Still, it’s strange to think that, in January 2022, we had a plagiarism controversy not over whether a work was AI or human-created, but about which AI system created it.

While this may be one of the first such stories, it will definitely not be the last. The DeepSeek story showed us that AI companies, at least theoretically, can take shortcuts using each other’s work. In a race as cutthroat as the AI one, any shortcut that can be exploited likely will.

The growing question isn’t whether humans are using AI systems to plagiarize or even if AIs are plagiarizing humans. It’s whether they are plagiarizing each other.

That is a growing problem that we have only seen the very beginnings of. 

Bottom Line

If this scandal had happened in 2025, things would have gone very differently. The focus would have been on the commercial AI company using the work of a free, solo-developed project to do what it should have been able to do easily. 

If you’re going to purport to allow users to generate thousands of voices, you should at least be able to develop the one voice in your promotion video. That seems obvious. Voiceverse didn’t just plagiarize; it failed at the most basic task it was supposed to do. 

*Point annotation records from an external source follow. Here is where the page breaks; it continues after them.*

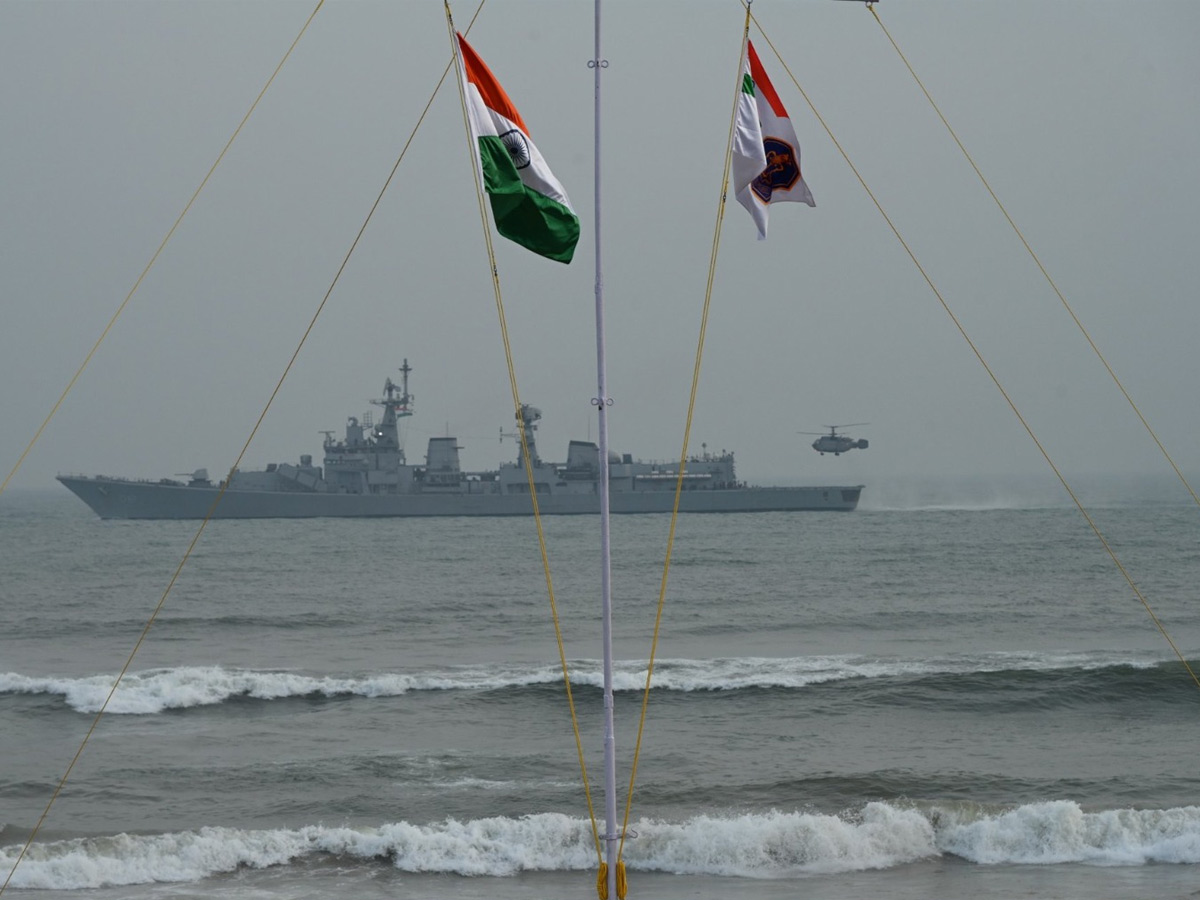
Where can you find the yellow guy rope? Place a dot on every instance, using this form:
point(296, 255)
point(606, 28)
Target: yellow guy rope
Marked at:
point(991, 375)
point(525, 445)
point(154, 258)
point(174, 577)
point(225, 485)
point(683, 454)
point(1035, 257)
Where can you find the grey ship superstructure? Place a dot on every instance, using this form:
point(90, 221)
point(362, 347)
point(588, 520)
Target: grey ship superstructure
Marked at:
point(367, 474)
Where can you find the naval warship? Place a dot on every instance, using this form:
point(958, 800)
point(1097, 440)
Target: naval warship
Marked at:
point(366, 474)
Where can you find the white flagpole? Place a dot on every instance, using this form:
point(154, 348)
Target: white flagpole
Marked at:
point(601, 401)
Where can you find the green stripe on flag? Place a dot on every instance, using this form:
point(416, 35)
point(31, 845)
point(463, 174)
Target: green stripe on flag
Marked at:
point(523, 215)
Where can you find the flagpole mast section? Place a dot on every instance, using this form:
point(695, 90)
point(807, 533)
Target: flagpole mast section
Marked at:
point(603, 402)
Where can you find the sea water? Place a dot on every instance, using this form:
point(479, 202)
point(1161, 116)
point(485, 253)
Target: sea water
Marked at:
point(910, 701)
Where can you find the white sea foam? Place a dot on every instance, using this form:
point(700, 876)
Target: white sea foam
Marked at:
point(1061, 832)
point(763, 846)
point(157, 690)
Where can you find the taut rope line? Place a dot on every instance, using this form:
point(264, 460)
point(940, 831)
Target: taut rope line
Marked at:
point(154, 258)
point(687, 433)
point(521, 432)
point(225, 485)
point(991, 375)
point(1037, 261)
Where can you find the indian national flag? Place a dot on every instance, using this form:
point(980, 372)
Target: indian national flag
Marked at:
point(528, 203)
point(766, 151)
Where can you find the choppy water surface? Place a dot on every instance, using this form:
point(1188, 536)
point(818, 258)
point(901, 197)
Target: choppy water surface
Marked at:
point(919, 701)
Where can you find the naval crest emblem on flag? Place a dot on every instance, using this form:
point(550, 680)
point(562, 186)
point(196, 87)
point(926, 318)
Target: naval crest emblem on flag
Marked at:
point(781, 173)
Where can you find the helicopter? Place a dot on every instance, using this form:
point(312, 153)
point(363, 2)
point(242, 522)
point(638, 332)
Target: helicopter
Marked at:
point(833, 442)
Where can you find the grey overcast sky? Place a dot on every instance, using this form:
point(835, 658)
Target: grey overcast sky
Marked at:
point(1083, 115)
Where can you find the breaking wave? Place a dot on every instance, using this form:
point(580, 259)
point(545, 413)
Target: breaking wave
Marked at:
point(771, 845)
point(157, 690)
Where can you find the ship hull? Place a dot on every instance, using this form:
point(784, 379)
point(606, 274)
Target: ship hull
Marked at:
point(118, 498)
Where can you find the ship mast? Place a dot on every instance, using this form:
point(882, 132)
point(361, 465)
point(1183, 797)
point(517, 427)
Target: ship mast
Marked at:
point(394, 407)
point(611, 838)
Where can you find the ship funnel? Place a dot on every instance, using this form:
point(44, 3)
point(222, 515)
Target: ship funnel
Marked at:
point(443, 455)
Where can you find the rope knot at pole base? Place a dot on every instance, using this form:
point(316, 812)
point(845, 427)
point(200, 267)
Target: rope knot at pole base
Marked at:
point(603, 881)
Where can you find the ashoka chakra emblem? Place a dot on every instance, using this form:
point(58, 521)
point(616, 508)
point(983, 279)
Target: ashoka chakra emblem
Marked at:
point(517, 147)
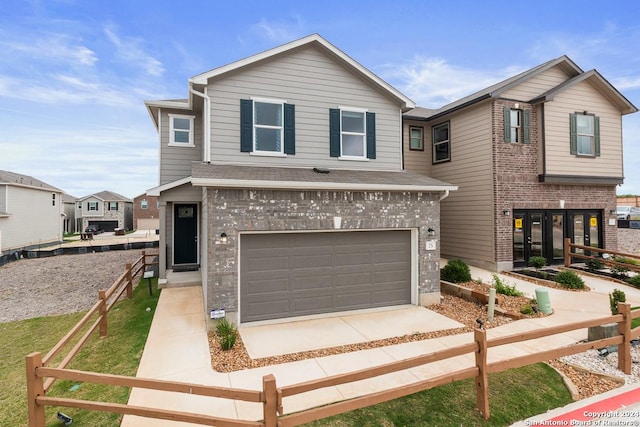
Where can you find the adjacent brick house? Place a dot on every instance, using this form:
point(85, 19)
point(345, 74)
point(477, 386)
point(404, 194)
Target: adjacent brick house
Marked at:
point(288, 194)
point(537, 158)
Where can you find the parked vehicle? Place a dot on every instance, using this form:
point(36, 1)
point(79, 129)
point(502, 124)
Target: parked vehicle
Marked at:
point(626, 212)
point(93, 228)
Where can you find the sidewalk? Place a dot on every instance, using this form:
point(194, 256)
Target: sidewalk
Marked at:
point(177, 349)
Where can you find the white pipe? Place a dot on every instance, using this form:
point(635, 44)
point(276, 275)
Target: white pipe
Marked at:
point(206, 118)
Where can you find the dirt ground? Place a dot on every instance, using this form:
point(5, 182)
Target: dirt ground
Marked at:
point(58, 285)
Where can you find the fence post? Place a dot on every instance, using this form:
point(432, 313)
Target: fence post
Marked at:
point(624, 329)
point(567, 252)
point(270, 404)
point(102, 296)
point(35, 388)
point(129, 280)
point(482, 380)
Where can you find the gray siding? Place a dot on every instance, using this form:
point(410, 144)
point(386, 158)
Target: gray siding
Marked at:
point(314, 83)
point(175, 162)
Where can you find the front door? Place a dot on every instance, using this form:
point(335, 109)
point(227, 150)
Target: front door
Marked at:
point(185, 234)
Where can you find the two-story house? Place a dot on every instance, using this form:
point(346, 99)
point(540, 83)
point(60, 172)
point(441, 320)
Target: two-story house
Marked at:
point(281, 180)
point(31, 213)
point(106, 209)
point(537, 158)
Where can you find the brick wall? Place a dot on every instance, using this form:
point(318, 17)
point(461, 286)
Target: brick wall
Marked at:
point(516, 184)
point(231, 211)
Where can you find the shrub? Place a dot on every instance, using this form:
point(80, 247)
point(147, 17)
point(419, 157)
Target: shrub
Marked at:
point(504, 289)
point(569, 280)
point(614, 298)
point(538, 262)
point(594, 264)
point(227, 333)
point(456, 271)
point(634, 281)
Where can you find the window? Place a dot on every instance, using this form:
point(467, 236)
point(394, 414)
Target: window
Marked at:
point(181, 130)
point(584, 134)
point(416, 139)
point(352, 134)
point(267, 127)
point(516, 125)
point(441, 145)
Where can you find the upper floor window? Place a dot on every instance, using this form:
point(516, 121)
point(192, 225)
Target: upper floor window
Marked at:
point(584, 134)
point(516, 125)
point(416, 138)
point(181, 130)
point(352, 133)
point(267, 127)
point(441, 143)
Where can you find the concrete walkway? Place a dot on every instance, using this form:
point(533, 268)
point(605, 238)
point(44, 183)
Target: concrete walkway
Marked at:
point(177, 349)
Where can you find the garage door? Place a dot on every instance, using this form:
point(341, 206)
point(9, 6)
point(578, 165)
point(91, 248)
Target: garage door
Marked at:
point(297, 274)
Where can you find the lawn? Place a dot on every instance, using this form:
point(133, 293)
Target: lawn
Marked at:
point(513, 395)
point(118, 353)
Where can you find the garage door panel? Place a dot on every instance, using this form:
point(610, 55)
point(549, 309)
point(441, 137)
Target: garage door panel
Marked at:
point(325, 272)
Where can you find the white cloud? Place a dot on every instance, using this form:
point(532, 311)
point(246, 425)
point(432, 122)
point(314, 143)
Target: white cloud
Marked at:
point(130, 50)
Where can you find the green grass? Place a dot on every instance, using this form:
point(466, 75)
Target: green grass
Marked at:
point(118, 353)
point(513, 395)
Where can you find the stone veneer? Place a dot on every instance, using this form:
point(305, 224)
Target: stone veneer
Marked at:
point(516, 186)
point(231, 211)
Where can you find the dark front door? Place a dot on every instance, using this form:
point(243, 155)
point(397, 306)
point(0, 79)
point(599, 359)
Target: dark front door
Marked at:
point(185, 234)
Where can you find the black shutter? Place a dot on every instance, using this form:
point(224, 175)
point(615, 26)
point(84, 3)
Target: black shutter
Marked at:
point(334, 132)
point(289, 129)
point(246, 125)
point(371, 135)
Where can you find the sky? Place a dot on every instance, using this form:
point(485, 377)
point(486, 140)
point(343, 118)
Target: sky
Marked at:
point(74, 74)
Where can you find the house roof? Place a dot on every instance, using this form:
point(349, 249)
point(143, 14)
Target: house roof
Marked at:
point(107, 196)
point(231, 176)
point(12, 178)
point(575, 73)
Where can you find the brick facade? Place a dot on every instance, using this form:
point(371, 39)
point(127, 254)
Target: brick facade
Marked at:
point(232, 211)
point(517, 167)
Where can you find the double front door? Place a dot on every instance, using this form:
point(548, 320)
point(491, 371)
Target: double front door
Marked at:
point(542, 233)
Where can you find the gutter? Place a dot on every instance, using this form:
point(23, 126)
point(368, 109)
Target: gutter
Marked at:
point(206, 119)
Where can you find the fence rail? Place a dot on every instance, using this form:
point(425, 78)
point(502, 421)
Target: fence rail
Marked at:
point(271, 396)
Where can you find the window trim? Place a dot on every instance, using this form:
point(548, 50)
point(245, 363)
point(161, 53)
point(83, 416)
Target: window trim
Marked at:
point(433, 142)
point(172, 141)
point(421, 138)
point(364, 112)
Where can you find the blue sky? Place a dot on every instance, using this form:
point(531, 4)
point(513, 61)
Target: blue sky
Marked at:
point(74, 74)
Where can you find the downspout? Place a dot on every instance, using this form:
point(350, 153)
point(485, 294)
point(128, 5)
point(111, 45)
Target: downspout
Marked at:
point(206, 118)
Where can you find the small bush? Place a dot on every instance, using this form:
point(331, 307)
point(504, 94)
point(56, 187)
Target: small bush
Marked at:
point(614, 298)
point(634, 281)
point(456, 271)
point(594, 264)
point(227, 333)
point(569, 280)
point(537, 262)
point(504, 289)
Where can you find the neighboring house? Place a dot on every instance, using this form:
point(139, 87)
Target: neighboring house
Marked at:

But imagine if this hadn’t been a solo developer. Instead, they had used OpenAI or a similar service. There would almost certainly have been a lawsuit and technical measures put in place. To prevent future misuse.

But that is a story that I’ve seen over and over again these past 20 years. Many people dismiss copyright and/or plagiarism issues until it is their work that is taken. We’re seeing that with AI companies, too. These companies defend their right to train on whatever human-created content they want, but become upset when their work is misused.

While I don’t put Fifteen in the same category as OpenAI for a myriad of reasons, this case was still an interesting preview of what was and still is to come.

We already know that AI is being trained on AI-generated content, much to its detriment. What happens when AI companies use competitors’ creations to fake their capabilities? Has it already happened? The black box nature of AI makes it difficult to know.

While the Voiceverse case may get lumped in with the other NFT scandals of that time, it’s the AI component that makes it more relevant. In that regard, it may be predicting a future in which AI companies are suddenly very interested in who has permission to do what. 

However, that doesn’t mean they’ll care about what human creators think, just other AI companies.